Racing great Innes Ireland (who famously once beat Stirling Moss twice in one day) had the resources and the desire to own a fast, very luxurious car capable of moving four people and considerable luggage at high speeds and over long distances. Ireland had bought an Aston-Martin DB6 in 1967, the Aston already being a somewhat larger car with a back seat (not to mention a 282 hp, 4.0-liter DOHC straight-six with a five-speed). When the occasion for a shooting brake arose he took his two-year-old car to FLM Panelcraft in London, who reached into the future for the greenhouse of a Toyota Camry Wagon and smoothed it into the Aston front end and Kamm tail.

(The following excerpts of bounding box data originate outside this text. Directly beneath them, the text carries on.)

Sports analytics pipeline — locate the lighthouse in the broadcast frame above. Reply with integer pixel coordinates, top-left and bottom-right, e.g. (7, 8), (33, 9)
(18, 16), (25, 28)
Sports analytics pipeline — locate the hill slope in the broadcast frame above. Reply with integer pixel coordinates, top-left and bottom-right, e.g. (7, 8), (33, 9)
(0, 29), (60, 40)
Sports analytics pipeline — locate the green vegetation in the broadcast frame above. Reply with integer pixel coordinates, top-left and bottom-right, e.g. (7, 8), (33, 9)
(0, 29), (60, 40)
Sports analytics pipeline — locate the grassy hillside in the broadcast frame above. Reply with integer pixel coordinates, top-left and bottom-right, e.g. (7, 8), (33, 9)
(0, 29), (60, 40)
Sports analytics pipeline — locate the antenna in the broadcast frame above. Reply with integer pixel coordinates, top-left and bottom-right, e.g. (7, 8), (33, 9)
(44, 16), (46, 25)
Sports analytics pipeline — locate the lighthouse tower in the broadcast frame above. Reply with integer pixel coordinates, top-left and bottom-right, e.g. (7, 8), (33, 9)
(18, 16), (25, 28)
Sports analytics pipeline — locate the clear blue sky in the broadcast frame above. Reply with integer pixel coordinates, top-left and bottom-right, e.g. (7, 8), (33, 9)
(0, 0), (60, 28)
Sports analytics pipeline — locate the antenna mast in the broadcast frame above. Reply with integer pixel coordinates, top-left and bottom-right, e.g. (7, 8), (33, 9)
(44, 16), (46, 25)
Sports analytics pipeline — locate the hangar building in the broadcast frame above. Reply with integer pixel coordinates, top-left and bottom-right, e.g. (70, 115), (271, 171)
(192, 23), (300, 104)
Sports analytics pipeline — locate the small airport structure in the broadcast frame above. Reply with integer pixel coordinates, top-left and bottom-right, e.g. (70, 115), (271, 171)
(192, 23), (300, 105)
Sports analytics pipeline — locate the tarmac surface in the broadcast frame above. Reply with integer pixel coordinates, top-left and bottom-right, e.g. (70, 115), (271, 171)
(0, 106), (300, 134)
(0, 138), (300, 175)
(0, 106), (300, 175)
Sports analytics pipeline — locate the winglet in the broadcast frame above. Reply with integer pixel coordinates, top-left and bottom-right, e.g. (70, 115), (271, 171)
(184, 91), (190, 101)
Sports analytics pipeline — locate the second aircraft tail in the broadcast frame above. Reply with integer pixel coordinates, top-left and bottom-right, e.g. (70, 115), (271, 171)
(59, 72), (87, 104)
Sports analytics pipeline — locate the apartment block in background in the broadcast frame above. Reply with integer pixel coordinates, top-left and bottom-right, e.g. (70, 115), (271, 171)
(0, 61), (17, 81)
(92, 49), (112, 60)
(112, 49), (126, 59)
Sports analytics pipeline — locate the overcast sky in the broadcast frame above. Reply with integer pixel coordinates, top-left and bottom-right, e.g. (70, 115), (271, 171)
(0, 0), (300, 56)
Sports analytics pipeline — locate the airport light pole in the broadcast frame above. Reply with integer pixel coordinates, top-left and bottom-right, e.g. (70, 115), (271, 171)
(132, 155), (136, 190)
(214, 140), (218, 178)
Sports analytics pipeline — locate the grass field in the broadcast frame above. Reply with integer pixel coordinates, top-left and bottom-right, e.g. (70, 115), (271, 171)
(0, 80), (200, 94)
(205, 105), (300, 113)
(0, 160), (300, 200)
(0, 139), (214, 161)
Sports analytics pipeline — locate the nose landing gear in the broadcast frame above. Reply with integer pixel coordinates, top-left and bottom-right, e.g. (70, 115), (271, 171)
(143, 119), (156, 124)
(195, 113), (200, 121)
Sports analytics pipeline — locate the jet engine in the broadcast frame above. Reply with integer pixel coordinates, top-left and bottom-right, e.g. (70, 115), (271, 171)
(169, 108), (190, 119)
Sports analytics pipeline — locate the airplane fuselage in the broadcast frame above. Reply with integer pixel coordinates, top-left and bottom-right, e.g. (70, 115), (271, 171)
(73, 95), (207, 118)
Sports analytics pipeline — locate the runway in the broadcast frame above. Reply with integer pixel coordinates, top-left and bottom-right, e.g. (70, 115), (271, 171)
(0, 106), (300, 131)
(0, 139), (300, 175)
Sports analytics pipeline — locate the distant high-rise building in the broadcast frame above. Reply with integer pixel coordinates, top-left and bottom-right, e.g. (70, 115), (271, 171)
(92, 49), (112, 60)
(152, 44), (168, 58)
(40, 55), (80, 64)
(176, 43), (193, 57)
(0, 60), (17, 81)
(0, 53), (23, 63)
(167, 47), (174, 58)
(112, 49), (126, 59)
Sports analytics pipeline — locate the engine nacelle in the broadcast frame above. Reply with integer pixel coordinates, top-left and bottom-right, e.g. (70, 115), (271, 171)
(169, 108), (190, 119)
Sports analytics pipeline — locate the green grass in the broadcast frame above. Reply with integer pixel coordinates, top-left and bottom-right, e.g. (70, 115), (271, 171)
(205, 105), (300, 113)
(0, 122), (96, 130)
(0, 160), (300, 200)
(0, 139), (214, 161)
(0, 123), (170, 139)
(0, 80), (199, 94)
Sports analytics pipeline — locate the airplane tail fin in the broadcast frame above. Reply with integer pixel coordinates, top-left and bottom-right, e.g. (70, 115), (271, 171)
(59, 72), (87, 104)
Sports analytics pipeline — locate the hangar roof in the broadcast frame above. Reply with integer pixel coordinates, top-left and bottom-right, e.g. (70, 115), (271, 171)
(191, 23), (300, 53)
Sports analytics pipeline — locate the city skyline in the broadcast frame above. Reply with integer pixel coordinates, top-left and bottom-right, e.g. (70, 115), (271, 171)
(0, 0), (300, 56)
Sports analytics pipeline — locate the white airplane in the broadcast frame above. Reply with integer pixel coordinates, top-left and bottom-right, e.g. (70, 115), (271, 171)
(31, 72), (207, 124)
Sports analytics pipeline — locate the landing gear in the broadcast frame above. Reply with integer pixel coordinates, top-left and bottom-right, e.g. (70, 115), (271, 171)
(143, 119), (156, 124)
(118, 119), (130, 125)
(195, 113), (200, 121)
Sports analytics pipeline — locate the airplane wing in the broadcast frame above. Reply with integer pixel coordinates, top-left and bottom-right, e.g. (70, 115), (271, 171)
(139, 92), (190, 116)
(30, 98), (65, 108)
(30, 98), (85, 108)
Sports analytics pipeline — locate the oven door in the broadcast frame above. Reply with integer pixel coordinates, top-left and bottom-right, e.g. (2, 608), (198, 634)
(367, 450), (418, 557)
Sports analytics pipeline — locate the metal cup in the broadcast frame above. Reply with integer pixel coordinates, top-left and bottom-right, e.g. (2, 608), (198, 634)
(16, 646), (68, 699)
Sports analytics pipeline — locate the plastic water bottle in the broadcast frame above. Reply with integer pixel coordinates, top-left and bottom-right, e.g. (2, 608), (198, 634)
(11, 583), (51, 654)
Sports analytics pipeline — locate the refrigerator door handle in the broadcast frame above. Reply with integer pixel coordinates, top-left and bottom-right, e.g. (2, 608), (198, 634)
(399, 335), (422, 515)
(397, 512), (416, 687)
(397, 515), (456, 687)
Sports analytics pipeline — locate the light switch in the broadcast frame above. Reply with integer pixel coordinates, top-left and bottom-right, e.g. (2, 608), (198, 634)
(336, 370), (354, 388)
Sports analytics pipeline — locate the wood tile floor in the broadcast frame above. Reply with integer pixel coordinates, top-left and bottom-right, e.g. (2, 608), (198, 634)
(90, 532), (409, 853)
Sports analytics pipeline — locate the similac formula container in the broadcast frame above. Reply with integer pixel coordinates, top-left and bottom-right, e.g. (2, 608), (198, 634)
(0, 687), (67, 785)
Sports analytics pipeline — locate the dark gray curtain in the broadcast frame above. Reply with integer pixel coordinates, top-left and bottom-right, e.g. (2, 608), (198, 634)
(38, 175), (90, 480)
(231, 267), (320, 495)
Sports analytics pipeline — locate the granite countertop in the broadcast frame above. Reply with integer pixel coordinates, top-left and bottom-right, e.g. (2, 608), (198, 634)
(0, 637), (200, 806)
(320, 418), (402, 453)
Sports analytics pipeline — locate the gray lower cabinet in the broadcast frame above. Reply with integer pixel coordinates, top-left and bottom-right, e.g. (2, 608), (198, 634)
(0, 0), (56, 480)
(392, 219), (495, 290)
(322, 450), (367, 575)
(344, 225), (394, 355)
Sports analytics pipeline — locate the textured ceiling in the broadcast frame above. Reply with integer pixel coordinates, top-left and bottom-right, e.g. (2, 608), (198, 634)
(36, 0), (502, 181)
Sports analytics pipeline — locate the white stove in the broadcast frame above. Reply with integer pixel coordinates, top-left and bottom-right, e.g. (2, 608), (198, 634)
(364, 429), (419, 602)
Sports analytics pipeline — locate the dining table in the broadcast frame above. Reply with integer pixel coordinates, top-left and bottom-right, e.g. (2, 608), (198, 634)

Ireland's daily driver was one of only two or possibly three built by Panelcraft, known for higher quality work than competitors such as Radford. In The Autocar Ireland reported: "The ample boot was full to capacity with luggage for three people, and for the first time on a long trip, I was able to have an opinion on the rear seat comfort. In spite of the fact I had the Selectaride [adjustable dampers] on the maximum and our cruising speed from Antwerp to Eupen was 120 mph, complete comfort prevailed."

Aston Martin Works restored the car a few years ago, and it's been bouncing from dealer to dealer ever since, including not selling at an RM auction in 2012. It's turned up again at Cars International, about 45 miles west of London with no price, but $500,000 would probably suffice. It may be a reverse mullet—party in the front, business in the back—of a car, but it's impeccably restored and still crazy fast. You'd have to get into an Audi RS6 Avant or AMG G63 Estate to beat it, and none of those will likely have been helmed by such a legendary 'shoe. There isn't another wagon in the world like it.